Les événemens terribles qui agitaient déjà la France et l’Europe eurent une influence fâcheuse sur l’humble existence du jeune artiste. Son père, ruiné dans une banqueroute, tombe malade et meurt. Voilà le jeune Gros, qui jusque-là n’avait songé qu’à l’étude et à tout ce qui pouvait l’élever dans son art, forcé de consacrer moins de temps à ses travaux de prédilection. Il lui fallut donner des leçons, faire de petits portraits pour augmenter ses ressources et suffire à ses besoins.

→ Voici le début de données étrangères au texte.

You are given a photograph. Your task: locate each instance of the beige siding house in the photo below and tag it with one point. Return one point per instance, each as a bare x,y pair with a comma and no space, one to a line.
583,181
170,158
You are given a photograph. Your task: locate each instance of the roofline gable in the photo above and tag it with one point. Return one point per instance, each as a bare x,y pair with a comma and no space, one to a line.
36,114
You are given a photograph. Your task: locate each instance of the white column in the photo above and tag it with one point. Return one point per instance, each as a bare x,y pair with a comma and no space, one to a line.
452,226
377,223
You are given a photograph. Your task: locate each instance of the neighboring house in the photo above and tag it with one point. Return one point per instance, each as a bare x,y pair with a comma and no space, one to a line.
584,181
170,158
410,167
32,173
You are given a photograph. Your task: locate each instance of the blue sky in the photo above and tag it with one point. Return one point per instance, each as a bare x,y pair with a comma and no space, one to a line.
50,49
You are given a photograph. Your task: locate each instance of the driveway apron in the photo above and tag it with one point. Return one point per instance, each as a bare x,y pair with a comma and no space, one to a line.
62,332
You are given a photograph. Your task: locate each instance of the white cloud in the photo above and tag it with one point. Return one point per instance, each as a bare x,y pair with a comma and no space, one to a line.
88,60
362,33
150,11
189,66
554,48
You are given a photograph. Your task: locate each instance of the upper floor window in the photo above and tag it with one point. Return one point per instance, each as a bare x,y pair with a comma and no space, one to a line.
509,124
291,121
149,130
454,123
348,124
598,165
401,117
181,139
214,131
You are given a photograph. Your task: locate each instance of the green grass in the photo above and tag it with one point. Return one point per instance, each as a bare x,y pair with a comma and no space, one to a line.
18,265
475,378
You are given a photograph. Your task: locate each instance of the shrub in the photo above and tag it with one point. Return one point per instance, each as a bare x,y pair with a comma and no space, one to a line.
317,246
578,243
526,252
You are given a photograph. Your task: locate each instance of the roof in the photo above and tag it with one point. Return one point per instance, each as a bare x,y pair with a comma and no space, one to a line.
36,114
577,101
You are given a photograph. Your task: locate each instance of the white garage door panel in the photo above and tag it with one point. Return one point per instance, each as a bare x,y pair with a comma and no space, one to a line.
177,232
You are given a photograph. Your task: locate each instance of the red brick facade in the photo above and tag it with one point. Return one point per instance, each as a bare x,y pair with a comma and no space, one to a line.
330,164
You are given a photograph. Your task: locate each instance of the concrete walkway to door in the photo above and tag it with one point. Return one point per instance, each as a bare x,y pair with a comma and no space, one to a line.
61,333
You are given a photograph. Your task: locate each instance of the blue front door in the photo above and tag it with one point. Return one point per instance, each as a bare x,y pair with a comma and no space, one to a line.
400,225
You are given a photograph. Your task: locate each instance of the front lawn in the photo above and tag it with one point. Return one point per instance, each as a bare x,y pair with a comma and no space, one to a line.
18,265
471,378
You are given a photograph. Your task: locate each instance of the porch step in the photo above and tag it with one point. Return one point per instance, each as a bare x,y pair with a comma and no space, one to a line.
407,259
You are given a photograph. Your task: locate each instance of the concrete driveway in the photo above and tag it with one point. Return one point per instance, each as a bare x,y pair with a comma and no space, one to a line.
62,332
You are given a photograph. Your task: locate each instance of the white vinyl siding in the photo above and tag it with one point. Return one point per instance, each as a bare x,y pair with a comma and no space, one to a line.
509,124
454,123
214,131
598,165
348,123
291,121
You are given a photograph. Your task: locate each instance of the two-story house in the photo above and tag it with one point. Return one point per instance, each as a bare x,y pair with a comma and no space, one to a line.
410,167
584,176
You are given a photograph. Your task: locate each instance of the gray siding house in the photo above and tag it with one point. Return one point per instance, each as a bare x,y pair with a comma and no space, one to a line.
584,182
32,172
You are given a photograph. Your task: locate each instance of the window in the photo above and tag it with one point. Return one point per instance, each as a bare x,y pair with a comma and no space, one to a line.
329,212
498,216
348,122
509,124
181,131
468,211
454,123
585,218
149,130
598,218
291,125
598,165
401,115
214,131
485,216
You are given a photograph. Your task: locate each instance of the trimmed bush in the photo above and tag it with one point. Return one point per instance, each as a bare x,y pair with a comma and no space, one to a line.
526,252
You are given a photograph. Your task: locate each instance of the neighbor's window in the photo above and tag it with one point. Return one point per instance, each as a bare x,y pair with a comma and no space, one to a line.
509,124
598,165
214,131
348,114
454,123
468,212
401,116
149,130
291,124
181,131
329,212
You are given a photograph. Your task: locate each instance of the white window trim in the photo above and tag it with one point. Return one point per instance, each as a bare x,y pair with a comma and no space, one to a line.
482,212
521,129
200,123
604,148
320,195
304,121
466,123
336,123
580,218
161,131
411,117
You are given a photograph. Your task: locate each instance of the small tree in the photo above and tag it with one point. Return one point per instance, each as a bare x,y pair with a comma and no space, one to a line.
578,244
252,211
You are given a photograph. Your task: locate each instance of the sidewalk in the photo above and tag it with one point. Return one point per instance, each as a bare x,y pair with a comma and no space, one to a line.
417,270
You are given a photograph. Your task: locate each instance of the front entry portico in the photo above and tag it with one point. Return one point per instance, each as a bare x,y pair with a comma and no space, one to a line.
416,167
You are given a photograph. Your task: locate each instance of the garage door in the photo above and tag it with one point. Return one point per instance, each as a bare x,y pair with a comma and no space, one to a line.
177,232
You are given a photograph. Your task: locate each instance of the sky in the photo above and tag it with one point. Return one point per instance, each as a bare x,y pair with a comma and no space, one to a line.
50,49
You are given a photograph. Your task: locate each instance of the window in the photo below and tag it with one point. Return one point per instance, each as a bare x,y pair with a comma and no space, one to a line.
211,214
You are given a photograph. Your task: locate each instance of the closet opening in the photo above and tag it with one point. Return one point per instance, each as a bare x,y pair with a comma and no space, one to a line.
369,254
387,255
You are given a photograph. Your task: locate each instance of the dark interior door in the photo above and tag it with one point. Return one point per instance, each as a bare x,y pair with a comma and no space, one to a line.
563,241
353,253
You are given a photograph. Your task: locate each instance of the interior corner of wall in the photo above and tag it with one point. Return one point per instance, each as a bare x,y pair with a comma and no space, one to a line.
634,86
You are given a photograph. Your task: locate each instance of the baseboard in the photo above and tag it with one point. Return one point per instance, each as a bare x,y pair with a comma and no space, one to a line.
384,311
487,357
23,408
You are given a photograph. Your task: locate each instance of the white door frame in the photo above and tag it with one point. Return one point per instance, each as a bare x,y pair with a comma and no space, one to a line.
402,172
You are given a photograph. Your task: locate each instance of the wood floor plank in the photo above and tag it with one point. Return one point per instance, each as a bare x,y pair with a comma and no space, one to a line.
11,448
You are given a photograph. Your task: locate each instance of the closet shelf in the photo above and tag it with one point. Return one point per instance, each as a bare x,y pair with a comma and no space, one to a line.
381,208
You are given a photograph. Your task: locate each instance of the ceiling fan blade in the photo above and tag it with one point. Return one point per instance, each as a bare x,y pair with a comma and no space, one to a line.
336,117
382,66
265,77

Ce fut tin motif de découragement, et bientôt les spectacles sanglans dont il fut le témoin malgré lui portèrent à son imagination un coup funeste. « L’impression de terreur qui en résulta, » dit un biographe du grand peintre, qui a été aussi son élève et son ami[1], « ne s’effaça jamais de son esprit ; elle fut la cause de cette réserve soupçonneuse dont sa vie ultérieure est restée empreinte. » Gros pria David de lui obtenir un passe-port pour l’Italie. Il ne fallut pas moins que l’attestation de son maître et celle de Regnault, alors célèbre, et dont l’école balançait celle de David, pour lui faire accorder comme une faveur l’autorisation de sortir de France, afin de perfectionner son talent par la vue des chefs-d’œuvre italiens.

Nous ne suivrons pas Gros au milieu de tous les obstacles que lui suscitèrent dans l’accomplissement de son désir, et le mauvais vouloir des autorités à la frontière, et la difficulté de se procurer des ressources pour son voyage. Il part enfin, et nous le trouvons bientôt à Gênes, à Florence, puis encore à Gênes, tirant parti de son talent et de

  1. Gros et ses Ouvrages, par J.-B. Delestre.